Roxas designated NPC president


A professor and a former official of the company – Dr. Fernando Martin Y. Roxas – was designated by Malacanang as president of National Power Corporation (NPC), a state-run company which has been vested with a residual function of electrifying the off-grid areas.

Before the power assets of NPC had been privatized as mandated under the Electric Power Industry Reform Act (EPIRA), Roxas has been the head of the power firm’s Privatization and Restructuring External Office (PREO), an entity which helped in crafting the propounded policies for the passage of the law on the power industry’s deregulation.

It was the team of Roxas who worked with Congress during the deliberations of the EPIRA law; which is heralded as a bible not just of the overall divestment of NPC’s assets, but also in managing its liabilities as well as the all-encompassing restructuring of the power sector.

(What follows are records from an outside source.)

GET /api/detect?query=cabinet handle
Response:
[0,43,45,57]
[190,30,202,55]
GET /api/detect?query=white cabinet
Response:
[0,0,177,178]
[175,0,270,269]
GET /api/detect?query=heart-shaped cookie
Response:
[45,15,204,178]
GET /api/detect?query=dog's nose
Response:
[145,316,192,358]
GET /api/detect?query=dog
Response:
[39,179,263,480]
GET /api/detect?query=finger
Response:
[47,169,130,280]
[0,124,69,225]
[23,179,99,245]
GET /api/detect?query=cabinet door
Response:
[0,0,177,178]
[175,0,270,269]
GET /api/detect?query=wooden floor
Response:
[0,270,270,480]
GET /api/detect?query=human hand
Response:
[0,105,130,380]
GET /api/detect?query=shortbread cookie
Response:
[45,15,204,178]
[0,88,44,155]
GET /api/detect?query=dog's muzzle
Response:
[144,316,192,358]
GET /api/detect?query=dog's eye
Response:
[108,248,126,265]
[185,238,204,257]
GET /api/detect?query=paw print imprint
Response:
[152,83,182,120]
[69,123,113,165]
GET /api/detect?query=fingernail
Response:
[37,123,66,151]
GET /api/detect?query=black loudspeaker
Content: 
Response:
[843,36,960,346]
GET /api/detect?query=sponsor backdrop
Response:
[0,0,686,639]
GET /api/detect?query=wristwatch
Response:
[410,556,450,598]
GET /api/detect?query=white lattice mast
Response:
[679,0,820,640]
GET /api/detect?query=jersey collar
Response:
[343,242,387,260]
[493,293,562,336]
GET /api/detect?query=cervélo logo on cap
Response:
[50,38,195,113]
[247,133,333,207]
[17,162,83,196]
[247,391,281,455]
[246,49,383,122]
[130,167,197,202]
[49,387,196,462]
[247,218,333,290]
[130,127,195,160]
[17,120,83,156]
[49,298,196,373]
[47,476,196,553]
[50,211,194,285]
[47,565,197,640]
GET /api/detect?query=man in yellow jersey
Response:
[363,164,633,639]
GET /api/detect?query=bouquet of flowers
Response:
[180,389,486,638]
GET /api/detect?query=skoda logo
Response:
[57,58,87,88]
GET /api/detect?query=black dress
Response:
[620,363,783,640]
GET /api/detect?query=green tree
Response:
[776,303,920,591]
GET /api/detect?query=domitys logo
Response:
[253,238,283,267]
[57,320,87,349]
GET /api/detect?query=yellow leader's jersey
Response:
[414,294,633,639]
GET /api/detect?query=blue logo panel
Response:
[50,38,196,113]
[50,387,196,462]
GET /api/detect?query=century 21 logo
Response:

After his stint with NPC, Roxas has been a full-time faculty member at the Asian Institute of Management (AIM) since 2002; and he also clings to music as his diversion beyond his academic workload.

At NPC, he served as geologist and principal geophysicist for more than a decade – that was until 1990; or prior to his designation as the head of the power company’s PREO unit.

In an announcement made by the Department of Energy (DOE), it was stated that Roxas “will work in increasing access to sustainable energy in off-grid areas in the country and promote private sector participation.”

The state-run company holds the electrification mandate over the Small Power Utilities Group (SPUG), which delves with the energization of off-grid domains – prospectively with the investments that could be extended by qualifying third parties (QTPs) from the private sector players.

The major problem that will welcome Roxas in his new job is the worsening power service interruptions or blackouts that have been relentless afflicting consumers in these off-grid jurisdictions.

It has been revealed in various Congressional hearings that NPC is short of cash to fully fund its fuel purchases that are required in continuously servicing the electricity needs of the SPUG areas, but its P30 billion worth of pending applications for cost recoveries via the universal charge for missionary electrification (UCME) have not been acted upon yet by the Energy Regulatory Commission.

So far, the direction set out by Energy Secretary Raphael P. M. Lotilla will be for NPC to establish its credit line with the local banks; and for it to prospectively resort to borrowings to ‘manage’ its need for additional cash for fuel purchases.

Apart from the SPUG territories, NPC also has operation and maintenance (O&M) deal with its spin-off entity Power Sector Assets and Liabilities Management Corporation (PSALM) to take charge of the remaining unprivatized power assets of the government – including that of the Agus-Pulangui hydropower complex in Mindanao.